Thousands of farmworkers have seized 30,000 acres (12,000 hectares) of land around Honduras as part of a dispute with large landowners and the government, activists and officials said Wednesday.

Activists say the seized territory is arable public land that small farmers have the legal right to grow crops on under Honduran law. The large landowners who have been farming the land say they bought it legally from the government. A land dispute between small farmers and landlords in the northern Aguan Valley has led to dozens of deaths among farmworkers in recent years.

Mabel Marquez, of the organization Via Campesina, said that the largest seizure had occurred on the country's Caribbean coast, where roughly 1,500 farmworkers had seized land held by a sugar plantation. The movement also took possession of several farms on the outskirts of the capital, Tegucigalpa.

"We want to avoid any type of confrontation," Marquez said, adding that the farmworkers were unarmed and used no force.
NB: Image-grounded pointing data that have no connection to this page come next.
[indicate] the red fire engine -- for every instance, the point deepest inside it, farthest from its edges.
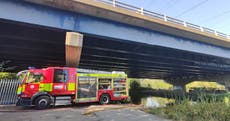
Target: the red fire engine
(42, 88)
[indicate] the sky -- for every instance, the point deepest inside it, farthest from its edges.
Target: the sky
(213, 14)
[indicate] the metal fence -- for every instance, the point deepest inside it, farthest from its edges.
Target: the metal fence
(8, 90)
(142, 11)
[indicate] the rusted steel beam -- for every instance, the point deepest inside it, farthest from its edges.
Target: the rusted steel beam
(73, 45)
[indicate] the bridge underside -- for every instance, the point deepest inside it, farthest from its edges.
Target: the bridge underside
(28, 45)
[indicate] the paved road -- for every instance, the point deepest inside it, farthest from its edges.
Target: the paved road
(76, 114)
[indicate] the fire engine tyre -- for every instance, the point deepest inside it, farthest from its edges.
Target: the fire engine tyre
(104, 99)
(42, 102)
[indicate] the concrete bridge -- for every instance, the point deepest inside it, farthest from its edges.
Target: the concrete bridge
(109, 35)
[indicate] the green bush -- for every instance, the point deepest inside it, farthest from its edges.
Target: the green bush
(198, 111)
(6, 75)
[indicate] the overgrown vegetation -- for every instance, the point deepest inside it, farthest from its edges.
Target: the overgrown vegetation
(204, 101)
(194, 111)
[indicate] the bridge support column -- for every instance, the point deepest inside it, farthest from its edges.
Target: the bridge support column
(73, 45)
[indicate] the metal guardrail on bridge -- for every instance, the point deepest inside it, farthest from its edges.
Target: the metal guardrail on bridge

Marquez said the farmworkers didn't rule out an official attempt to dislodge them from the fields.

Activists said they were seeking meetings with government officials to open a national dialogue on land disputes, make clear that the lands were public property and that the farmworkers shouldn't be dislodged. According to United Nations figures, 53 percent of Hondurans live in the countryside and, according to the Economic Commission for Latin America, the residents of 72 percent of rural homes are below the poverty line.

Cesar Ham, director of the National Agrarian Institute, said the land seizures were politically motivated and aimed at destabilizing the government.